Volví a asomarme. Elena había cerrado los ojos y la mano de las braguitas se movía cada vez más rápido. La prenda pareció molestarle y se la quitó, deslizándola lentamente por sus muslos. Las braguitas terminaron colgando de uno de sus tobillos. Abrió las piernas y por primera vez en mi vida vi, en directo, el sexo de una mujer. Estaba ligeramente hinchado y tenía un brillo apagado debido a la humedad. Era rosado y carnoso y encima de su monte de venus tenía un triangulito de vello negro, recortado y arreglado.

Desde mi precaria posición no podía captar todos los detalles, pero sí que fui capaz de ver como dos de sus dedos se metían dentro. La otra mano seguía estimulando uno de los pezoncitos: lo frotaba, tiraba de él con suavidad pero con firmeza, le daba pequeños pellizquitos,… Dejó de meterse los deditos, sacándolos para llevarlos hasta lo que adiviné que sería su clítoris por la manera en suspiró cuando empezó a acariciarse allí.

De repente fui consciente de una dolorosa presión en el pantalón de mi pijama. Sin saber cómo mi mano se coló por debajo y agarró mi sexo. Empecé a masturbarme viendo como lo hacía mi madrastra.
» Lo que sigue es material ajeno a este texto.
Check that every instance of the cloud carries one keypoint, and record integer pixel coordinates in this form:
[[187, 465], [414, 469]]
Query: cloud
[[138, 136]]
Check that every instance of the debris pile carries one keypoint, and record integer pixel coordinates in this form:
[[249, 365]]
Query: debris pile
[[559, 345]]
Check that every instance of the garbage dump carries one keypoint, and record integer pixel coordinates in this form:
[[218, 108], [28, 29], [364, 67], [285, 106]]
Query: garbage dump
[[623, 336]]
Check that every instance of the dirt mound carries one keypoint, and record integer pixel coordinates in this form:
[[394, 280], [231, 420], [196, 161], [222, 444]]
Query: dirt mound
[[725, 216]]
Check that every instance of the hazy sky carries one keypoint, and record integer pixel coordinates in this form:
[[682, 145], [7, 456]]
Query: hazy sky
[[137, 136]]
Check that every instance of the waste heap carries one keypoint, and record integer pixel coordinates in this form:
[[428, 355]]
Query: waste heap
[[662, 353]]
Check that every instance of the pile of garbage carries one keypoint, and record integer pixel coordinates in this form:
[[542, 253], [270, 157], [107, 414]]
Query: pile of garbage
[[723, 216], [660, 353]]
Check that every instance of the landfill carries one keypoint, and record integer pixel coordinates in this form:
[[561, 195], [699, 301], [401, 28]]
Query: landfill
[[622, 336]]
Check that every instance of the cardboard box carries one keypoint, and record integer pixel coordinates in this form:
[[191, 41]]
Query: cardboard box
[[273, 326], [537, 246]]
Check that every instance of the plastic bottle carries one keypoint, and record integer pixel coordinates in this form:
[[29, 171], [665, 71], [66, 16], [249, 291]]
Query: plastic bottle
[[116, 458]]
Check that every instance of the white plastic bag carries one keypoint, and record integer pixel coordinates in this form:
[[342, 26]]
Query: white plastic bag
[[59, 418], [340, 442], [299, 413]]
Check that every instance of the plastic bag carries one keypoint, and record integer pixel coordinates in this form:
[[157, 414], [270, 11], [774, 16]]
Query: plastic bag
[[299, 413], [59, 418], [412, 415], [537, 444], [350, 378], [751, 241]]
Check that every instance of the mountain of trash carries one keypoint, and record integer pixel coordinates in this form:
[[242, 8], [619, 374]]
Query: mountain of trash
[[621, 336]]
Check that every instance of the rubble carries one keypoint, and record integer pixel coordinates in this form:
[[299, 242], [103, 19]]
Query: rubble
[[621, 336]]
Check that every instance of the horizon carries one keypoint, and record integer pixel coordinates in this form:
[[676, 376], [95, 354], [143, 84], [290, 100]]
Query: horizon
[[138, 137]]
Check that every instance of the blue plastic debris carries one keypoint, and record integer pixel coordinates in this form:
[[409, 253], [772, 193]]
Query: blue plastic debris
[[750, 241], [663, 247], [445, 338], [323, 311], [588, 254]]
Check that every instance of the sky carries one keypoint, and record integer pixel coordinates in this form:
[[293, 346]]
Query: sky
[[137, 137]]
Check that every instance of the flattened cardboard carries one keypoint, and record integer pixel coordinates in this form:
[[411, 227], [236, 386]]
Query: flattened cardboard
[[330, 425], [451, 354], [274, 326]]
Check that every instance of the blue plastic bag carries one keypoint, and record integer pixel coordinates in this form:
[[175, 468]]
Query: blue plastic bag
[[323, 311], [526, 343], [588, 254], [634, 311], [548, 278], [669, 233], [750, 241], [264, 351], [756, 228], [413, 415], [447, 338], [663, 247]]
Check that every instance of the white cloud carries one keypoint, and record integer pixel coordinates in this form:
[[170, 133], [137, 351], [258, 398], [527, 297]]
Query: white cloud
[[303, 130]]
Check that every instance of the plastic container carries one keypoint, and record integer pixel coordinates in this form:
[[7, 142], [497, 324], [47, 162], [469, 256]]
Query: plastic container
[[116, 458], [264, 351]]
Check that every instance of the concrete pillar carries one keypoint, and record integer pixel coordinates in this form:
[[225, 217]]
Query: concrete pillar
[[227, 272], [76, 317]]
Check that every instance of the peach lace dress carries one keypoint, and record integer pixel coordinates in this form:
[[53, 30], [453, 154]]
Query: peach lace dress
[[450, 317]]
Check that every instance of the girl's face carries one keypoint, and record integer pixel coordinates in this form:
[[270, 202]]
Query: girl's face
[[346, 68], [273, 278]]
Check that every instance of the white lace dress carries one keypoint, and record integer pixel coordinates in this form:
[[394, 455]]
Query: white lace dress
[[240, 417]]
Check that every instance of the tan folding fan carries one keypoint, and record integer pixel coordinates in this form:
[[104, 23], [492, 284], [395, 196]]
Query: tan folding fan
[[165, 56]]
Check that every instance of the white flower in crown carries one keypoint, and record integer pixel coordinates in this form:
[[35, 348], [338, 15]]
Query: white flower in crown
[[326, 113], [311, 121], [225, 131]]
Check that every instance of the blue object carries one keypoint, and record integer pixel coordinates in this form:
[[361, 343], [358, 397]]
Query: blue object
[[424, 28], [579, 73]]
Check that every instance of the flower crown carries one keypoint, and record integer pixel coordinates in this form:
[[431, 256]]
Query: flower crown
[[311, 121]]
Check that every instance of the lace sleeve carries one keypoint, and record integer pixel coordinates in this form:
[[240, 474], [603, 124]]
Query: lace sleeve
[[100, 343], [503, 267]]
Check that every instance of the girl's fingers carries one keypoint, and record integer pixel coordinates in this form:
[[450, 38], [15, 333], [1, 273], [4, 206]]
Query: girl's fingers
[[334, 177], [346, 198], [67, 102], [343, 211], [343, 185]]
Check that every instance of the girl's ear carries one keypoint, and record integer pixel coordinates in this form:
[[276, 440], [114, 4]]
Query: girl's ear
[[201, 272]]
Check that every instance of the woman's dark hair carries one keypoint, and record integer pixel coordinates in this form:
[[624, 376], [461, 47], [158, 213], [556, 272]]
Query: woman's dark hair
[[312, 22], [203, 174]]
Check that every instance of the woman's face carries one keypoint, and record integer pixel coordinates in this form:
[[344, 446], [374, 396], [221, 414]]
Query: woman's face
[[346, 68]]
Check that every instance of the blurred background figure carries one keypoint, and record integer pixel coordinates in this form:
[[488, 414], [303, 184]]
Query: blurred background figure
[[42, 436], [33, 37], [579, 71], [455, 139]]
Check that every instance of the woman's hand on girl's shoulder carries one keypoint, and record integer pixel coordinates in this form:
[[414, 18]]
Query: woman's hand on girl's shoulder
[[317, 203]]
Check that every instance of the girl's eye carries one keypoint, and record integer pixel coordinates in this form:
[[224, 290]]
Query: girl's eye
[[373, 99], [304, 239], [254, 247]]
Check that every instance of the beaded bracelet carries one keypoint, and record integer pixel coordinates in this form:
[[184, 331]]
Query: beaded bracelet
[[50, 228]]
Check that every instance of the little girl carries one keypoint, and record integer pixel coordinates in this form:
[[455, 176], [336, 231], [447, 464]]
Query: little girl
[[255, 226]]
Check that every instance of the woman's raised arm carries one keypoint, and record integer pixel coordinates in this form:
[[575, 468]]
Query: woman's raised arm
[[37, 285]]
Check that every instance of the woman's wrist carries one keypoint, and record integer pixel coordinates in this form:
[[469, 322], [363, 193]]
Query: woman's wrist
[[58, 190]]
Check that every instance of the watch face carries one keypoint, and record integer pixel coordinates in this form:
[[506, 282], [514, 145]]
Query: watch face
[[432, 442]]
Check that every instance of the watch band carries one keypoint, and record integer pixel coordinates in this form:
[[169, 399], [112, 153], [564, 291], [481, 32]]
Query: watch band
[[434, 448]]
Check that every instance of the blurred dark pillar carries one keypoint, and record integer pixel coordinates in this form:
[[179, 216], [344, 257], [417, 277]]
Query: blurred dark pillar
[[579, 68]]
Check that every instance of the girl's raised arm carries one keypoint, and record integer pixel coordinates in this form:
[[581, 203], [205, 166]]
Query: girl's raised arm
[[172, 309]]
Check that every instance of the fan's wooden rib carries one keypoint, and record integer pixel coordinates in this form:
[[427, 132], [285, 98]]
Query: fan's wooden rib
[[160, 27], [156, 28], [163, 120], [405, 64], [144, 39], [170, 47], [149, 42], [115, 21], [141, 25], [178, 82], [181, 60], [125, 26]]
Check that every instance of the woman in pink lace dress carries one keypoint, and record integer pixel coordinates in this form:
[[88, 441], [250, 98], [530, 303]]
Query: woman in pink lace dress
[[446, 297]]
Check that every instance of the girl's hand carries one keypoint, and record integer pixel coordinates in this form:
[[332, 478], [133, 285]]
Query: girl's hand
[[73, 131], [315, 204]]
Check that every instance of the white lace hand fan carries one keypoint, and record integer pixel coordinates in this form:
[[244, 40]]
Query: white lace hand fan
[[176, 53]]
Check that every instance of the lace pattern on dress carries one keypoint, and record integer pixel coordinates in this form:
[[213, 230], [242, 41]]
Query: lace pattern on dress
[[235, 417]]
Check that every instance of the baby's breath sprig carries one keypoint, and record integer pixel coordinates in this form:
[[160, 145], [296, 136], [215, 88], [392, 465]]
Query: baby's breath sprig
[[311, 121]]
No sólo se estaba haciendo una paja, Elena me estaba ofendiendo un show, mi propia película porno.

-Ogh… sí… - La escuché gemir.

Movía los dedos de la entrepierna de manera circular, frotándose el coñito. Era rápida, cada segundo un poco más, como si tuviera prisa por descargar toda la tensión que atenazaba su cuerpo. Esta era más que palpable, incluso para un muchacho inexperto como yo. Se veía en las costillas, marcándose en el torso cuando arqueaba la espalda; en los pezones, que parecían a punto de salir disparados de las dos turgentes esferas que coronaban; se veía en su cuello, estirado hacía atrás haciendo que la larga y lacia melena negra se desparramara por el colchón. También se escuchaba en su respiración, entrecortada por unos jadeos roncos y profundos. Por mi parte, escondido detrás de la puerta, apenas asomando los ojos, seguía masturbándome, hipnotizado por el espectáculo que me estaba regalando Elena.
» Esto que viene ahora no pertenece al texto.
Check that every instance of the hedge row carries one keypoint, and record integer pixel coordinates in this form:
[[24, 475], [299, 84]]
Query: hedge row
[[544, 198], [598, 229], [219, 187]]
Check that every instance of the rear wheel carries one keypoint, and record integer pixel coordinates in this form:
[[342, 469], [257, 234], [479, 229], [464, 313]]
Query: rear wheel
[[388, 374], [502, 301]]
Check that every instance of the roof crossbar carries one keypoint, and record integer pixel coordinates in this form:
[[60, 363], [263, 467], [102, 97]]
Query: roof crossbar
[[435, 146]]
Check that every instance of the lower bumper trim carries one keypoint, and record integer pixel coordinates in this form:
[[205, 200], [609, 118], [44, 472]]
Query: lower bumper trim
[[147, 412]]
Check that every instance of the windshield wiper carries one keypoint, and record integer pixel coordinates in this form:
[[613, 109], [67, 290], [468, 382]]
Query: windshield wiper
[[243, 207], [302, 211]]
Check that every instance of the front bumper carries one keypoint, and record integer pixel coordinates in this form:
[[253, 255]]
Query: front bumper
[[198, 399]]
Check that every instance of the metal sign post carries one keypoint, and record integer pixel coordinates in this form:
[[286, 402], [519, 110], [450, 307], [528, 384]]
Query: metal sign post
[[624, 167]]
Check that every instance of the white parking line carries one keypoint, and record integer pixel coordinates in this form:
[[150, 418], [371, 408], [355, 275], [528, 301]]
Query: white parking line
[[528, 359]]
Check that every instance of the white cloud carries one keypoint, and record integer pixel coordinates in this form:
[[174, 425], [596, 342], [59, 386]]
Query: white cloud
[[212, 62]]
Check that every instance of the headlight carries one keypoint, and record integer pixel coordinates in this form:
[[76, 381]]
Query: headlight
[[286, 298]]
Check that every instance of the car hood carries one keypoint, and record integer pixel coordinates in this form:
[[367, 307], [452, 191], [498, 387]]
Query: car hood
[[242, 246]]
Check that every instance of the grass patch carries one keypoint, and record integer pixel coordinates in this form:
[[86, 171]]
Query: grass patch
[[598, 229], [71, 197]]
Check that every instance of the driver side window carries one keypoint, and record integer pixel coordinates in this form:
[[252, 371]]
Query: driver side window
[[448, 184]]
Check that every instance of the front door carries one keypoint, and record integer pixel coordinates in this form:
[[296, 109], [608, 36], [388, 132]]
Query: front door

Cuando llegó al orgasmo el volumen de sus gemidos aumentó. En realidad fue un solo gemido, largo y que le salió de lo más hondo de la garganta. Durante un instante su cuerpo pareció que iba a romperse de la tensión y entonces se relajó al instante, dejándose caer en la cama. Su clímax precedió al mío unos segundos. Yo me corrí en mis pantalones, manchándolos de una gran cantidad de esperma. El orgasmo me sacó del hechizo y de repente fui consciente de la supuesta gravedad de ser descubierto espiando a mi madrastra con los pantalones manchados de esperma.

Elena se levantó, dándome la espalda. El culito se veía durito y respingón. Este fue el último vistazo que di antes de retirarme de su puerta, intentando ser lo más silencioso posible. Cerré la puerta de mi cuarto acompañándola suavemente para que no me escuchara. Turbado y con la mente llena de caóticos pensamientos por lo que acababa de ver. Me limpié la entrepierna y el pantalón lo mejor que pude y me tumbé en la cama. Intenté, sin mucho éxito, conciliar el sueño.

Finalmente, al cabo de mucho rato, me dormí. Aquella noche soñé con Elena,…. La verdad, pensando en lo que iba a suceder en los días, semanas, meses e incluso años siguientes,mi sueño no le hacía justicia. En aquel momento no lo sabía pero pronto iba a descubrir que ni el mejor de mis sueños podía compararse a la realidad.

Elena era como una tigresa que había empezado a jugar con un ratoncito. No hace falta decir que yo era aquel pequeño e indefenso ratoncito.